# Hei



## fedacuric (Aug 24, 2017)

Hi,

I'm 34, from Norway and started producing 2 years ago. Just released an EP of indie-electronic music on a small Norwegian label, and instead of doing the same thing again I thought I should learn something about orchestration. 

My DAW is Ableton, and so far I only have the samples that come with Ableton Suite, and Session Strings Pro. Here's my first attempt at something with strings and brass in case somebody wants to listen:


Looking forward to getting to know you.

Feda


----------



## Fever Phoenix (Aug 24, 2017)

fedacuric said:


> Hi,
> 
> I'm 34, from Norway and started producing 2 years ago. Just released an EP of indie-electronic music on a small Norwegian label, and instead of doing the same thing again I thought I should learn something about orchestration.
> 
> ...




Hi Feda,
Nice to "meet" you.

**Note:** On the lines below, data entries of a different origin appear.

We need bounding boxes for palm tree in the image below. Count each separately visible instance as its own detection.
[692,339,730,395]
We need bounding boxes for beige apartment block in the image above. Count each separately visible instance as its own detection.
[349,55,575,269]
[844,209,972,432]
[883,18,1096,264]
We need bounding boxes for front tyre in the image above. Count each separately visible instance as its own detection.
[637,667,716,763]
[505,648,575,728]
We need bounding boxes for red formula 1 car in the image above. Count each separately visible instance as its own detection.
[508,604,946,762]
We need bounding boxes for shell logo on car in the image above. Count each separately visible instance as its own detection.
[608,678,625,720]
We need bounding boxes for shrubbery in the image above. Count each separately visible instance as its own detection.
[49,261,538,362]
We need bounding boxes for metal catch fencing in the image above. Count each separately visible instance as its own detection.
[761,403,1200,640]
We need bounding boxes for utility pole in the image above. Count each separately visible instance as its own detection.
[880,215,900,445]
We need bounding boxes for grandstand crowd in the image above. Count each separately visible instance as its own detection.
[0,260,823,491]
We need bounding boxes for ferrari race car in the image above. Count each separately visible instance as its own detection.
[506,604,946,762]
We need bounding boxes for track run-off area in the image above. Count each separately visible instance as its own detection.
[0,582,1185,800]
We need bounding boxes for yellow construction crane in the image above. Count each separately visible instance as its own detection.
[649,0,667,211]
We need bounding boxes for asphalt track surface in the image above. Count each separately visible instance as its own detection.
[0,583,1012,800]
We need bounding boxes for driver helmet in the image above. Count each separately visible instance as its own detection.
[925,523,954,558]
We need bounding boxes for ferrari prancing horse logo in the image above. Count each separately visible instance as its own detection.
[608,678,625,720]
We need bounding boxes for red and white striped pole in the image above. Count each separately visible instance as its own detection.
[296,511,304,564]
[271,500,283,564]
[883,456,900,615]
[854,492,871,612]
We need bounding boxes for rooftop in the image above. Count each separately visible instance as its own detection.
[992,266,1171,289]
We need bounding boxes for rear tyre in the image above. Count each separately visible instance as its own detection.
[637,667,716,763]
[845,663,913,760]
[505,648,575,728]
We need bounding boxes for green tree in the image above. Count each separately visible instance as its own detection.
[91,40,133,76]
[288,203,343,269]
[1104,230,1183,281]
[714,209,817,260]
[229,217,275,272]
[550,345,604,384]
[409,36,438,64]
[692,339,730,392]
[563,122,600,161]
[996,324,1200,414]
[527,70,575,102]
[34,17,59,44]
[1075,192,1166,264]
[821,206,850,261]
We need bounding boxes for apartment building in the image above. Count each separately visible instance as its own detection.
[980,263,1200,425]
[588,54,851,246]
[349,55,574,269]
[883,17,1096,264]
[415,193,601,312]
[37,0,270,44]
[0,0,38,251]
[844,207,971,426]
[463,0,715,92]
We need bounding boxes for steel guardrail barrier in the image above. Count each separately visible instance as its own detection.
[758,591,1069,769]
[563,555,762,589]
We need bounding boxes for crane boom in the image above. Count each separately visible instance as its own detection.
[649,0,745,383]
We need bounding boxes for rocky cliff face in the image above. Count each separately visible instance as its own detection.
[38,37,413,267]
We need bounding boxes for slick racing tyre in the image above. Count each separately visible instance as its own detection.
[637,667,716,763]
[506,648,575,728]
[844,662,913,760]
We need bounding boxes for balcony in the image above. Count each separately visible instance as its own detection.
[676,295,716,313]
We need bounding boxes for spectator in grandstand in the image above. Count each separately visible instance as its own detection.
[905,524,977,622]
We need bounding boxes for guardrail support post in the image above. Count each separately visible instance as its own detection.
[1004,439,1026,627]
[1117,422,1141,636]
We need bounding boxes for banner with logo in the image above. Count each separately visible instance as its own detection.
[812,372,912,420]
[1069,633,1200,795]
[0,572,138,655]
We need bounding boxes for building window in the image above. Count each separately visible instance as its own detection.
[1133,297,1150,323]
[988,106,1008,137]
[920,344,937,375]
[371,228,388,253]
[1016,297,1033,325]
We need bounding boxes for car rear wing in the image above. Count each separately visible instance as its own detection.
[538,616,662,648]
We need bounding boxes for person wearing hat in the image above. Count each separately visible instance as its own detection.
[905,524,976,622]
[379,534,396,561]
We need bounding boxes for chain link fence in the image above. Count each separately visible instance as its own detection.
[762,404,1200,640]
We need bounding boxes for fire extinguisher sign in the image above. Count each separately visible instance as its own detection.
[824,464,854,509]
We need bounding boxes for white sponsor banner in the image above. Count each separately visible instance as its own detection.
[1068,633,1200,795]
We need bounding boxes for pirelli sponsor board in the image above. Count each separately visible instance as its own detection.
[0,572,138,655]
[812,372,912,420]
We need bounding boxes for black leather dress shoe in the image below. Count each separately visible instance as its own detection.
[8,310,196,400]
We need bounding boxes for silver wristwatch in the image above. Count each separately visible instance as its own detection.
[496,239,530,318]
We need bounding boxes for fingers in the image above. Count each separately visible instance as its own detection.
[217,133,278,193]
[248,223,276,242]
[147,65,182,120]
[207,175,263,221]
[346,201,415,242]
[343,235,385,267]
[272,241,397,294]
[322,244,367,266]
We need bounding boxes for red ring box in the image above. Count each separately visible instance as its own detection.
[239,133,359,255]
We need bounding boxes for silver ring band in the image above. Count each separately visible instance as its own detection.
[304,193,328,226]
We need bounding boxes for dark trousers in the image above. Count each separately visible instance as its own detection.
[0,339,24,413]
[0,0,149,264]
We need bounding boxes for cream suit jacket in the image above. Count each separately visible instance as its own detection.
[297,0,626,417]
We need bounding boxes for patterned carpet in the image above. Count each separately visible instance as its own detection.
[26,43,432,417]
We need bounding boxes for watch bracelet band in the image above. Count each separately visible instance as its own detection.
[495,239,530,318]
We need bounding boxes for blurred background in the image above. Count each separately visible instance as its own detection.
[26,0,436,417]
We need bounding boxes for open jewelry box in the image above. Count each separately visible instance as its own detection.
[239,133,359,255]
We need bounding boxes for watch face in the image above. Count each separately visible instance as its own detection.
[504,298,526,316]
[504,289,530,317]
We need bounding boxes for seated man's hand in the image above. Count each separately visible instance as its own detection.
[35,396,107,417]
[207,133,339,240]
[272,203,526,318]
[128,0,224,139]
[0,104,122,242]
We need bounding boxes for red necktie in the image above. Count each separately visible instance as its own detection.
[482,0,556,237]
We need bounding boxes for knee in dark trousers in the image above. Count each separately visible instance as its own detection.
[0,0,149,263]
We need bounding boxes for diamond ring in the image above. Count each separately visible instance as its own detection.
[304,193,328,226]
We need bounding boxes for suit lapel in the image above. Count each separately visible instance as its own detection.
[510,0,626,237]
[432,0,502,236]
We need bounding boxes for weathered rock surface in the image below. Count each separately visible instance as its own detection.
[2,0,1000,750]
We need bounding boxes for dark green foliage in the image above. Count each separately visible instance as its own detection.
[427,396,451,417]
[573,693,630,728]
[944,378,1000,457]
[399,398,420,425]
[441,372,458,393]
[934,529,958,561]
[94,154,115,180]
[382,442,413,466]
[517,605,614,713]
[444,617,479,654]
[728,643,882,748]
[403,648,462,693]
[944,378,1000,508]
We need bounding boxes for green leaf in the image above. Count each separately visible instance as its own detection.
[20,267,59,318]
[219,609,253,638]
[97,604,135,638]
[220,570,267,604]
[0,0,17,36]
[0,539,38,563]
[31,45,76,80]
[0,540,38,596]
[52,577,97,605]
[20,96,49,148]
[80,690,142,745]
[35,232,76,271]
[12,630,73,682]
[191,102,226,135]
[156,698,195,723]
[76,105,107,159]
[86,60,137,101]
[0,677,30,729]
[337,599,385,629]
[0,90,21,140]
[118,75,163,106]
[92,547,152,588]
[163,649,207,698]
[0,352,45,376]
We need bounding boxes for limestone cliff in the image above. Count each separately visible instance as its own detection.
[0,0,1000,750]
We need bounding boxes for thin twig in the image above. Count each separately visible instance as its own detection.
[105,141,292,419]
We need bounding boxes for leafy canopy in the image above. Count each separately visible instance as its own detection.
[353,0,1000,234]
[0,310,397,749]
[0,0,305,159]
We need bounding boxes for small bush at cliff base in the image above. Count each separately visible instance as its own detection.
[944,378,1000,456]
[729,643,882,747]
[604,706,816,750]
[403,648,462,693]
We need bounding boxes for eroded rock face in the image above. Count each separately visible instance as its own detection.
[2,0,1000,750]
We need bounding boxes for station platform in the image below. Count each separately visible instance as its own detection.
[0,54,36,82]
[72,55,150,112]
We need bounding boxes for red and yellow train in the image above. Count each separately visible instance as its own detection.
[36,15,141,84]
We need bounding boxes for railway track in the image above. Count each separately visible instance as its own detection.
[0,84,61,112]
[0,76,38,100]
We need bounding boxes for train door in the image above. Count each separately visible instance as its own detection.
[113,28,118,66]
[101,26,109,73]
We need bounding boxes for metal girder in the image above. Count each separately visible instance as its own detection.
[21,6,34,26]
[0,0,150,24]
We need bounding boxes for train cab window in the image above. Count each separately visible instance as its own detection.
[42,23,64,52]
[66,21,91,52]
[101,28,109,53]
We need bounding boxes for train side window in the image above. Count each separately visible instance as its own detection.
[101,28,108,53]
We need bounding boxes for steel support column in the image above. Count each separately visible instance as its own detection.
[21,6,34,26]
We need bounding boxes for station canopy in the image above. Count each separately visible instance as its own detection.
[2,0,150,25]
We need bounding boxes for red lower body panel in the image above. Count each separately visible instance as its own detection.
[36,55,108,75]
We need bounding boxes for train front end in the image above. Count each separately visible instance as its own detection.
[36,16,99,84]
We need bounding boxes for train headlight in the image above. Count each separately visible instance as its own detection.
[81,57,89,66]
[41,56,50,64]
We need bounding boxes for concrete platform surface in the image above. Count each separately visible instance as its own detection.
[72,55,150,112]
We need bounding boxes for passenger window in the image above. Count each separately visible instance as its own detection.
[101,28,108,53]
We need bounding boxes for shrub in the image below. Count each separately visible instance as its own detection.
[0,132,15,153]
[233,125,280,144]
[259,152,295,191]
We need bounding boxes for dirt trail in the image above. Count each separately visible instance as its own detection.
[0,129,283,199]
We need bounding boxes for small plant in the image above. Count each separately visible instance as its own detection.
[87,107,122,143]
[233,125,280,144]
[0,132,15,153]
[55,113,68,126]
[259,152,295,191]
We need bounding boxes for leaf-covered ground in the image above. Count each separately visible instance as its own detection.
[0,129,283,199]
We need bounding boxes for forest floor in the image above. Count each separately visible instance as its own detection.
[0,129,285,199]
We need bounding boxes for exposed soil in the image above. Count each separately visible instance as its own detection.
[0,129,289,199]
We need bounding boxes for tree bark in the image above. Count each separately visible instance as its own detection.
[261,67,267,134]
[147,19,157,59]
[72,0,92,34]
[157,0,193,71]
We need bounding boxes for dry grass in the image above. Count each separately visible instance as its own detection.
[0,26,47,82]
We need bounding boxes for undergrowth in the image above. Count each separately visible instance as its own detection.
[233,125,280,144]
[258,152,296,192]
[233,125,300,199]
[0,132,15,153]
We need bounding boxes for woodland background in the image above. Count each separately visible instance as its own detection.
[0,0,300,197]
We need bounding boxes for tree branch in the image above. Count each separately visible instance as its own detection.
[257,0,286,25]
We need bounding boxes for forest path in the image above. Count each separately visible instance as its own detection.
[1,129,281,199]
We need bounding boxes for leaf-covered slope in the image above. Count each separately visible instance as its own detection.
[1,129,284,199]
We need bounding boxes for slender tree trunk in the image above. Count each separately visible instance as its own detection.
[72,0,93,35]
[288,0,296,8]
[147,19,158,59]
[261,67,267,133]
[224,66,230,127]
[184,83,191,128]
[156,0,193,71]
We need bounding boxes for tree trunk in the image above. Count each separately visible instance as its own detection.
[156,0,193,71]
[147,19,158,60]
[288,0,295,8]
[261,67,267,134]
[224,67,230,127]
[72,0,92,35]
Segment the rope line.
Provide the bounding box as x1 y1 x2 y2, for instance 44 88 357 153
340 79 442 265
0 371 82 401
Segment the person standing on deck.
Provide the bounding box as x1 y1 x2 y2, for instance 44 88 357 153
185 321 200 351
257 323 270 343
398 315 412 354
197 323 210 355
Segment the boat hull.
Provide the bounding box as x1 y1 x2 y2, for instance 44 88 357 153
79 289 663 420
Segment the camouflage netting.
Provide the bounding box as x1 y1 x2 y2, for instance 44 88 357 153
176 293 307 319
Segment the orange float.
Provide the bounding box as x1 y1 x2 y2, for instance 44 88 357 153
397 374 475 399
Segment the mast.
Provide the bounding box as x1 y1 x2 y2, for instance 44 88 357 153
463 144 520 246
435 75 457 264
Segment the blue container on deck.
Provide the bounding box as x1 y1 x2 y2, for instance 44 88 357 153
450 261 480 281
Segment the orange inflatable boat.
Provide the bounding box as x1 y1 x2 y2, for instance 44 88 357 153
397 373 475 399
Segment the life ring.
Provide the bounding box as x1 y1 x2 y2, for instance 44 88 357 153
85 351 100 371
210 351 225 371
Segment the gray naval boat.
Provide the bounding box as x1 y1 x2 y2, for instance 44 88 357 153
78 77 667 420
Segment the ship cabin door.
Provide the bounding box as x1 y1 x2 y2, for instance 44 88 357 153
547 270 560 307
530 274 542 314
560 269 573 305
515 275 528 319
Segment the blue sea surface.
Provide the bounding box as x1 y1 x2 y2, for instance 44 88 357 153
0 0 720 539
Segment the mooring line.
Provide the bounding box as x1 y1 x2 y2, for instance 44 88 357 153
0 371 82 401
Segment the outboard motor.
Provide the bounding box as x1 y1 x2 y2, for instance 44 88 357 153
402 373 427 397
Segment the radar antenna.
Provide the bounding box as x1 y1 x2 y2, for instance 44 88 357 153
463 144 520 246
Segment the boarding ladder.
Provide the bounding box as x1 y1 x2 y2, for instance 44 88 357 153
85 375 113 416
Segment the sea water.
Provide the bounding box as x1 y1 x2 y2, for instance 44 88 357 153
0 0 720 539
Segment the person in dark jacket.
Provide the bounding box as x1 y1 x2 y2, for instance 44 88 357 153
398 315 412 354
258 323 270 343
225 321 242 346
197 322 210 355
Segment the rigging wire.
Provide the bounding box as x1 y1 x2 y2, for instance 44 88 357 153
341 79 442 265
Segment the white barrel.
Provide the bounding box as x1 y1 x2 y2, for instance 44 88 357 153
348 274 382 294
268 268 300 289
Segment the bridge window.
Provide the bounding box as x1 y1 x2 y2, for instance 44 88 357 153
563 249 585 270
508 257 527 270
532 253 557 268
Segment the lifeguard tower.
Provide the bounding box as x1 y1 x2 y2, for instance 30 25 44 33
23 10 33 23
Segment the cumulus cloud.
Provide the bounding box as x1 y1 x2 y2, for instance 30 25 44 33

Just registered here as well. Will check out your track when I get home.

Grz::

Fever


----------



## J-M (Aug 24, 2017)

Hello to both and welcome to the forum! Took a listen to your track, fedacuric, I like the melancholic atmosphere!


----------



## fedacuric (Aug 24, 2017)

MrLinssi said:


> Hello to both and welcome to the forum! Took a listen to your track, fedacuric, I like the melancholic atmosphere!



Thank you!


----------



## fedacuric (Aug 24, 2017)

Fever Phoenix said:


> Hi Feda,
> Nice to "meet" you. Just registered here as well. Will check out your track when I get home.
> 
> Grz::
> ...



Nice to meet you too


----------



## Fever Phoenix (Aug 24, 2017)

I like the soundscape of your track a lot! In the end the strings articulate in a very keyboardie way that is a bit too much for me or maybe it's the string sound itself, but really also a matter of taste, I am so picky when it comes to strings 

but the track is beautiful!


----------



## fedacuric (Aug 24, 2017)

Fever Phoenix said:


> I like the soundscape of your track a lot! In the end the strings articulate in a very keyboardie way that is a bit too much for me or maybe it's the string sound itself, but really also a matter of taste, I am so picky when it comes to strings
> 
> but the track is beautiful!



Thanks! The strings at the end are Ableton stock samples, and I don't think I can change articulation. I layered them with Session Strings Pro.. What kind of articulation would you use for the melody-line? I am new to all things strings so that might be a silly question


----------



## Fever Phoenix (Aug 25, 2017)

not a silly question at all, and I am still very new to string samples as well, for me it sounds like it is not clear if it it should be synth strings or real strings. For more natural feel check out the legato patches in sessions strings.


----------



## fedacuric (Aug 25, 2017)

Fever Phoenix said:


> not a silly question at all, and I am still very new to string samples as well, for me it sounds like it is not clear if it it should be synth strings or real strings. For more natural feel check out the legato patches in sessions strings.



Alright, thanks


----------